Activist Rachel Corrie before being killed by IDF buldozer 3.
(photo credit: reuters)
The death of 23-year-old American rights activist Rachel Corrie was a
“regrettable accident,” not an intentional war crime, Haifa District Court Judge
Oded Gershon ruled on Tuesday.
For those following the trial who are
unbiased by a perennial desire to bash Israel and search tirelessly for its
faults, the verdict was no surprise.
The day after Corrie’s death, Ariel
Sharon, who was prime minister at the time, promised US president George W. Bush
that Israel would conduct a “thorough, credible and transparent” investigation.
And that is precisely what was done.
An internal IDF probe into the
circumstances of Corrie’s death headed by the chief of staff found that IDF
troops were not to blame. Corrie had entered a closed military zone. She was
standing in a blind spot where the soldier driving the military-issued bulldozer
could not see her.
Furthermore, she was killed by falling debris, not by
the bulldozer. IDF soldiers using teargas and other means had attempted
repeatedly to remove her and other pro-Palestinian activists, but Corrie escaped
the soldiers by hiding behind a mound.
Her parents, Cindy and Craig,
refused to accept the veracity of that investigation’s
findings.
Understandably, they are still grief-stricken over their
daughter’s unnecessary and unfortunate death. However, they believed – like so
many Israel bashers – that the IDF could cover up a war crime, including the
intentional murder of a 23-year-old female activist, to protect its
soldiers.
The Corries and several anti-Israel activists also lost a US
legal battle against Caterpillar Inc., the firm that sold the bulldozer to the
IDF. The federal court was not convinced by their claim that Caterpillar was
culpable for selling bulldozers to Israel, knowing they would be used for
activities considered by these activists to be a violation of international
law.
In November 2005, a federal judge dismissed the case because of its
“political” subject matter. In September 2007, that decision was backed up by
the US Court of Appeals for the Ninth District. The US judiciary correctly
stayed away from ruling on the legality of the right of the State of Israel to
defend itself against its many enemies.
Tuesday’s decision by Judge
Gershon – which the Corrie family intends to appeal – essentially confirmed
these previously inquiries and rulings. Rafah, the area in the Gaza Strip into
which Corrie entered, was a war zone at the time.
From the outbreak of
the Second Intifada in September 2000 until the day of Corrie’s death, the IDF
countered about 6,000 grenades thrown at soldiers in the area. There had been
around 1,400 shooting attacks, 150 explosives detonated, 200 anti-tank rockets
fired and some 40 instances of mortar fire. The IDF was in Rafah to defend
Israeli citizens against Palestinian terrorists.
The judge went on to say
that it was Corrie, not the IDF, who had been negligent. Corrie’s death was,
Gershon said, “the result of an accident she brought upon
herself.”
UNFORTUNATELY BUT not unpredictably, Gershon’s ruling is being
presented by some news media as an attempt by Israel to whitewash war
crimes.
The provocative headline in the online edition of the British
daily
The Independent was “Rachel Corrie death: Israel rejects all blame,”

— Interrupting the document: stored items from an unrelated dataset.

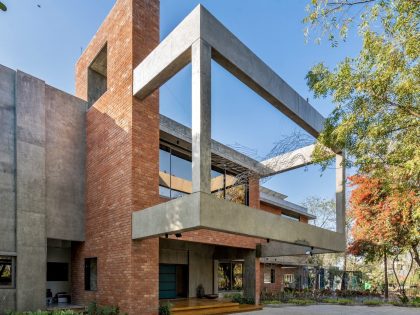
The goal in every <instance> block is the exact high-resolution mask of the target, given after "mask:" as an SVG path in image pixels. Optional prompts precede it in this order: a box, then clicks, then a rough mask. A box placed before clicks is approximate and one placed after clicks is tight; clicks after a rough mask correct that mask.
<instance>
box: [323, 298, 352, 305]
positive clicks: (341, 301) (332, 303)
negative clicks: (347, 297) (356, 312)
mask: <svg viewBox="0 0 420 315" xmlns="http://www.w3.org/2000/svg"><path fill="white" fill-rule="evenodd" d="M322 302H323V303H331V304H340V305H349V304H353V301H352V300H350V299H334V298H326V299H322Z"/></svg>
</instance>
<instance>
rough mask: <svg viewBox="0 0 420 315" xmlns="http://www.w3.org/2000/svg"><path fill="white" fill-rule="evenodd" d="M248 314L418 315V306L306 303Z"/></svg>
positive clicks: (274, 308) (269, 314) (255, 314)
mask: <svg viewBox="0 0 420 315" xmlns="http://www.w3.org/2000/svg"><path fill="white" fill-rule="evenodd" d="M243 314H244V315H245V314H248V315H310V314H319V315H321V314H322V315H347V314H349V315H350V314H351V315H353V314H357V315H359V314H360V315H374V314H375V315H376V314H379V315H381V314H383V315H420V308H412V307H397V306H391V305H390V306H388V305H387V306H344V305H308V306H281V307H265V308H264V310H262V311H258V312H248V313H243Z"/></svg>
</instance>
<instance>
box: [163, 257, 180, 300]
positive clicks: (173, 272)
mask: <svg viewBox="0 0 420 315" xmlns="http://www.w3.org/2000/svg"><path fill="white" fill-rule="evenodd" d="M176 296H177V294H176V265H164V264H160V265H159V299H175V298H176Z"/></svg>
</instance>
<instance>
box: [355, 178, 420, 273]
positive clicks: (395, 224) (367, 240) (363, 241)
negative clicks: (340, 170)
mask: <svg viewBox="0 0 420 315" xmlns="http://www.w3.org/2000/svg"><path fill="white" fill-rule="evenodd" d="M350 180H351V184H352V186H355V188H354V189H353V191H352V193H351V197H350V213H349V214H350V216H351V217H352V218H353V219H354V222H355V224H354V226H353V228H352V231H351V232H352V236H353V243H352V244H351V245H350V247H349V251H350V252H351V253H353V254H355V255H364V256H365V257H367V258H368V260H374V259H376V258H378V256H379V257H381V256H382V255H383V251H388V252H389V251H390V250H395V249H396V248H397V249H399V250H402V249H412V250H413V251H415V252H416V253H417V256H418V251H417V247H418V245H419V241H420V234H419V231H420V208H419V205H420V197H419V196H418V195H417V194H416V193H415V192H414V191H407V190H398V189H394V188H393V187H392V186H391V187H390V185H387V183H386V181H385V180H383V179H379V178H375V177H372V176H367V175H365V176H361V175H355V176H352V177H350ZM415 255H416V254H415ZM418 264H419V265H420V262H419V261H418Z"/></svg>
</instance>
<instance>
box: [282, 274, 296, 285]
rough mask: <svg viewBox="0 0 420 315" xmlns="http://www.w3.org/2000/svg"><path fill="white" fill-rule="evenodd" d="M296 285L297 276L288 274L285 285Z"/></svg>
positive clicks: (285, 274) (285, 275)
mask: <svg viewBox="0 0 420 315" xmlns="http://www.w3.org/2000/svg"><path fill="white" fill-rule="evenodd" d="M294 283H295V275H294V274H293V273H287V274H285V275H284V285H285V286H286V287H292V286H293V285H294Z"/></svg>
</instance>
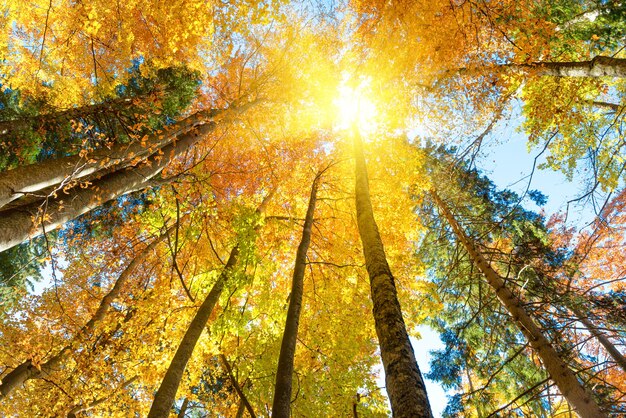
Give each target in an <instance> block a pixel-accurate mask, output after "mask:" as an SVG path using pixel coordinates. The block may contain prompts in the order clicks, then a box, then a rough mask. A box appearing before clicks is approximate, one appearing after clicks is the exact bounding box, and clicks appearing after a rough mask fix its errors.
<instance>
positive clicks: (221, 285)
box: [148, 192, 274, 418]
mask: <svg viewBox="0 0 626 418" xmlns="http://www.w3.org/2000/svg"><path fill="white" fill-rule="evenodd" d="M273 194H274V192H271V193H270V194H269V195H268V196H266V197H265V199H264V200H263V203H261V205H260V206H259V208H258V209H257V213H260V214H262V213H263V212H264V211H265V206H266V205H267V203H268V202H269V199H271V197H272V196H273ZM255 229H258V226H257V227H256V228H255ZM238 260H239V244H236V245H235V246H234V247H233V248H232V249H231V251H230V255H229V257H228V261H227V262H226V265H225V266H224V269H223V270H222V273H221V274H220V275H219V277H218V278H217V281H216V282H215V284H214V285H213V287H212V288H211V291H210V292H209V294H208V295H207V297H206V298H205V299H204V301H203V302H202V305H200V307H199V308H198V311H197V312H196V315H195V316H194V317H193V319H192V320H191V323H190V324H189V327H188V328H187V331H186V332H185V335H184V336H183V339H182V341H181V342H180V344H179V345H178V348H177V349H176V353H175V354H174V357H173V358H172V361H171V362H170V365H169V367H168V368H167V372H165V376H164V377H163V380H162V381H161V385H160V386H159V389H158V390H157V393H156V395H155V396H154V401H152V407H151V408H150V412H149V413H148V418H167V417H168V416H169V413H170V410H171V409H172V405H173V404H174V401H175V399H176V392H177V391H178V386H179V385H180V381H181V379H182V377H183V372H184V371H185V368H186V367H187V362H188V361H189V359H190V358H191V355H192V354H193V350H194V348H195V347H196V343H197V342H198V340H199V339H200V335H201V334H202V331H203V330H204V328H205V327H206V324H207V322H208V321H209V317H210V316H211V313H212V312H213V308H215V305H216V304H217V301H218V300H219V298H220V295H221V294H222V290H224V285H225V284H226V282H227V280H228V279H229V277H230V275H231V273H232V271H233V270H234V269H235V267H236V265H237V262H238Z"/></svg>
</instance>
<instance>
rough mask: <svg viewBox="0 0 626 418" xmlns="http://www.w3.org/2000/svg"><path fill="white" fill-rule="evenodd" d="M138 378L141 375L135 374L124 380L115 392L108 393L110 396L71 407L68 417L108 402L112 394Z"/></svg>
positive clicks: (114, 392) (110, 397)
mask: <svg viewBox="0 0 626 418" xmlns="http://www.w3.org/2000/svg"><path fill="white" fill-rule="evenodd" d="M138 378H139V376H135V377H133V378H131V379H129V380H127V381H126V382H124V383H123V384H122V385H121V386H120V387H118V388H117V389H116V390H115V391H114V392H113V393H111V394H110V395H108V396H104V397H102V398H98V399H96V400H94V401H92V402H90V403H88V404H86V405H83V404H79V405H76V406H74V407H73V408H72V409H70V411H69V412H68V413H67V418H76V414H79V413H81V412H86V411H89V410H90V409H93V408H95V407H96V406H98V405H101V404H103V403H105V402H107V401H108V400H109V399H111V397H112V396H113V395H114V394H115V393H116V392H117V391H119V390H121V389H125V388H127V387H128V386H130V385H132V384H133V383H134V382H135V380H137V379H138Z"/></svg>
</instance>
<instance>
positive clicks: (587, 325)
mask: <svg viewBox="0 0 626 418" xmlns="http://www.w3.org/2000/svg"><path fill="white" fill-rule="evenodd" d="M569 309H570V310H571V311H572V312H573V313H574V315H576V318H578V320H579V321H580V322H581V323H582V324H583V325H584V326H585V328H587V330H589V332H590V333H591V335H593V336H594V337H595V338H596V339H597V340H598V342H599V343H600V344H601V345H602V347H604V349H605V350H606V352H607V353H609V356H611V358H612V359H613V360H614V361H615V362H616V363H617V364H618V365H619V366H620V367H621V368H622V370H623V371H624V372H625V373H626V357H624V355H623V354H622V353H621V352H620V351H619V350H618V349H617V347H615V345H614V344H613V343H612V342H611V341H609V339H608V338H607V337H606V336H605V335H604V334H603V333H602V332H601V331H600V330H599V329H598V328H597V327H596V326H595V325H594V324H593V323H592V322H591V321H590V320H589V319H587V317H586V316H585V314H583V313H582V312H581V311H579V310H578V309H576V308H574V307H569Z"/></svg>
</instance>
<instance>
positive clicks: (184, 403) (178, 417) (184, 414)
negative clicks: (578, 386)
mask: <svg viewBox="0 0 626 418" xmlns="http://www.w3.org/2000/svg"><path fill="white" fill-rule="evenodd" d="M188 407H189V398H185V399H183V404H182V405H181V406H180V411H179V412H178V418H185V414H186V413H187V408H188Z"/></svg>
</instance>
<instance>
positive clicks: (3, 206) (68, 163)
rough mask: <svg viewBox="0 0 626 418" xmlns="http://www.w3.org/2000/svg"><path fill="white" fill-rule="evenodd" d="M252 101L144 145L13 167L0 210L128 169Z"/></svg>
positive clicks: (6, 183) (131, 143)
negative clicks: (139, 161) (59, 189)
mask: <svg viewBox="0 0 626 418" xmlns="http://www.w3.org/2000/svg"><path fill="white" fill-rule="evenodd" d="M257 103H258V101H253V102H250V103H247V104H244V105H242V106H238V107H235V108H228V109H211V110H204V111H200V112H197V113H194V114H193V115H191V116H189V117H187V118H186V119H183V120H181V121H179V122H177V123H176V124H174V125H171V126H169V127H166V128H165V129H164V132H163V133H161V134H158V133H155V134H152V135H149V136H148V138H147V139H146V140H144V141H135V142H133V143H131V144H116V145H114V146H113V147H111V148H110V149H99V150H96V151H94V152H92V153H90V154H88V155H86V156H84V157H83V156H81V155H72V156H68V157H63V158H56V159H53V160H46V161H42V162H39V163H35V164H30V165H26V166H20V167H16V168H14V169H12V170H8V171H5V172H4V173H0V210H1V209H2V208H3V207H5V206H6V205H7V204H8V203H10V202H12V201H13V200H16V199H18V198H19V197H21V196H23V195H24V194H25V193H34V192H37V191H40V190H42V189H46V188H48V187H52V186H57V185H61V184H64V185H65V184H70V183H71V182H76V181H77V180H80V179H81V178H84V177H86V176H89V175H92V174H94V173H97V172H100V171H102V170H106V169H107V168H110V167H114V166H118V165H119V166H120V167H124V166H128V165H129V164H131V162H132V161H137V159H144V158H147V157H148V156H150V155H152V154H154V152H155V151H157V150H158V149H161V148H163V147H164V146H166V145H168V144H170V143H171V142H172V141H173V140H174V139H175V138H177V137H179V136H181V135H184V134H186V133H188V132H189V131H190V130H192V129H194V128H198V127H200V126H202V125H212V124H214V123H216V122H217V121H219V120H225V119H228V118H232V117H234V116H236V115H238V114H240V113H242V112H244V111H245V110H247V109H248V108H250V107H251V106H254V105H255V104H257Z"/></svg>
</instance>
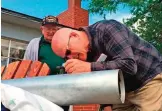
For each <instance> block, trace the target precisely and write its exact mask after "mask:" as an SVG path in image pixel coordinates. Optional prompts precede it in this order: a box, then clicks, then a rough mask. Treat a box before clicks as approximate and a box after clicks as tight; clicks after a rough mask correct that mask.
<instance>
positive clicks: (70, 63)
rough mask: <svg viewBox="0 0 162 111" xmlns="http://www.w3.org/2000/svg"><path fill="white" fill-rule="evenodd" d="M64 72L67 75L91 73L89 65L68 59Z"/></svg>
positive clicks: (74, 59) (67, 60) (76, 60)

seemingly inviting readers to dismiss Israeli attempts to shirk
responsibility.
The Guardian led its website with the Corrie verdict, as
if nothing else (a massacre in Syria, the opening of the Republican convention
in the US, or even another Israeli court’s indictment of nine teens for
attacking an Arab youth in Jerusalem) were more newsworthy. And the headline
chosen was a quotation from the Corrie family calling the court decision “deeply
troubling.”
As has been pointed out by NGO Monitor, if anyone is
responsible for what happened to Rachel Corrie besides Corrie herself, it is the
International Solidarity Movement, the anti-Zionist organization that provided
her with training in “direct action” tactics before bringing her to the
ISM-organized demonstration in Rafah.
The circumstances of her tragic
death should be a wake-up call for the ISM and other organizations and media
outlets that have taken it upon themselves to single out Israel rather than
confront the real violators of human rights in the region.